Altıncısı: Bana bidâyette hizmet eden Ömer, namaza başladı, şarkıları bıraktı. Fakat bir akşam, kapıya yakın bir şarkı kulağıma geldi, evrad ile meşguliyetime zarar verdi. Ben hiddet ettim, çıktım gördüm ki; hilaf-ı âdet Ömer’dir. Ben de hilaf-ı âdet bir tokat vurdum. Birden, sabahleyin hilaf-ı âdet olarak Ömer, başka hapse gönderildi.

Yedincisi: Hamza nâmında onaltı yaşında sesi güzel olmasından şarkı söylüyor, başkalarının da iştihalarını açıyor, haylazlık ediyordu. Ona dedim: “Böyle yapma, tokat yiyeceksin.” Birden, ikinci gün bir eli yerinden çıktı, iki hafta azabını çekti.

Evet, doğrudur.
Hamza

Bu gibi tokatlar var; fakat kâğıt bitti, ma’na da bitti.

* * *

Aziz, Sıddık Kardeşlerim!

Bir maârif vekili, perdeyi yüzünden kaldırdı ve küfr-ü mutlakı başka bir kisvede gösterdi. Bizim son gönderdiğimiz müdâfaatı daha almadan başka saika ile o beyânnameyi yazmış. Gerçi ben, o dâireye göndermeyi düşünmüyordum; fakat kardeşlerimizin tensibiyle onlara da göndermek hem münâsip, hem lâzım olduğunu bu hal gösterdi. Çünkü herhalde bu derece ilhadda taassub taşıyan bir vekil, Ankara’ya gönderilen evrak ve mahrem risâlelere karşı lâkayd kalmazdı. Birden, doğrudan doğruya cerhedilmez müdâfaatlar başına vuruldu, çok iyi oldu. İnşâallah o dâirede dahi Risâle-i Nur lehinde kuvvetli bir cereyan uyandıracak.

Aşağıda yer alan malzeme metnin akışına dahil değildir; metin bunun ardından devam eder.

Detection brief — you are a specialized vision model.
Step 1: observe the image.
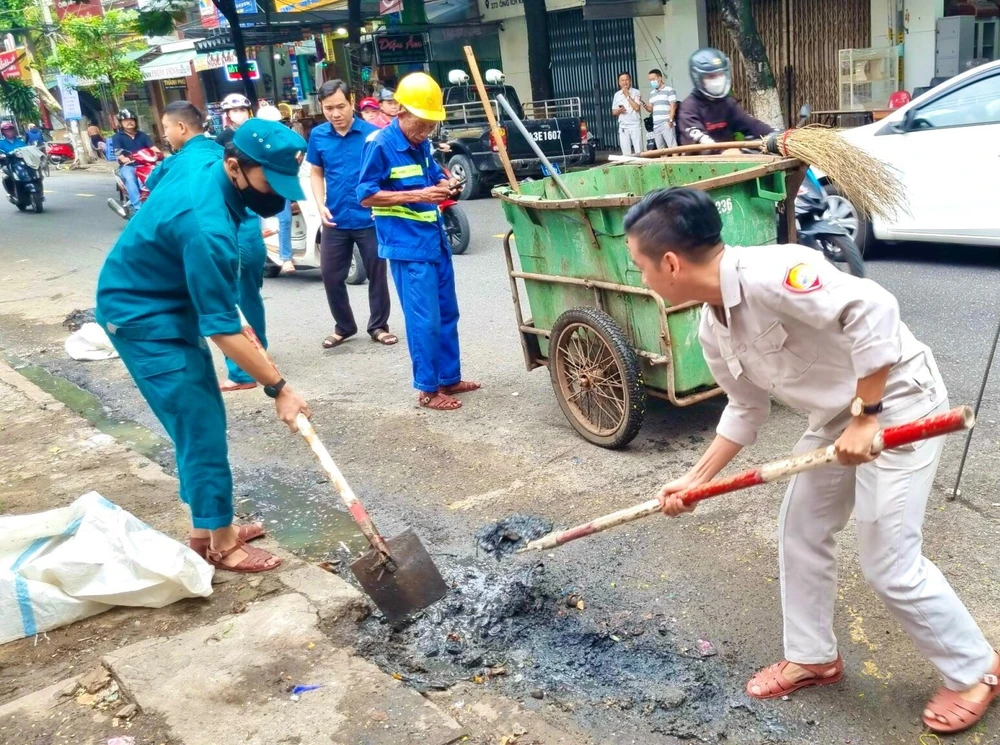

Kardeşlerim! Mâdem bir kısmın mahiyetleri bu tarzdır; onlara, o kısma teslim olmak, bir nevi intihardır; İslâmiyetten pişman olmaktır, belki dinden insilah etmektir. Çünkü o derece ilhadda taassub etmiş ki; bizim gibilerden yalnız teslimiyetle ve tasannu’ ile razı olmuyorlar.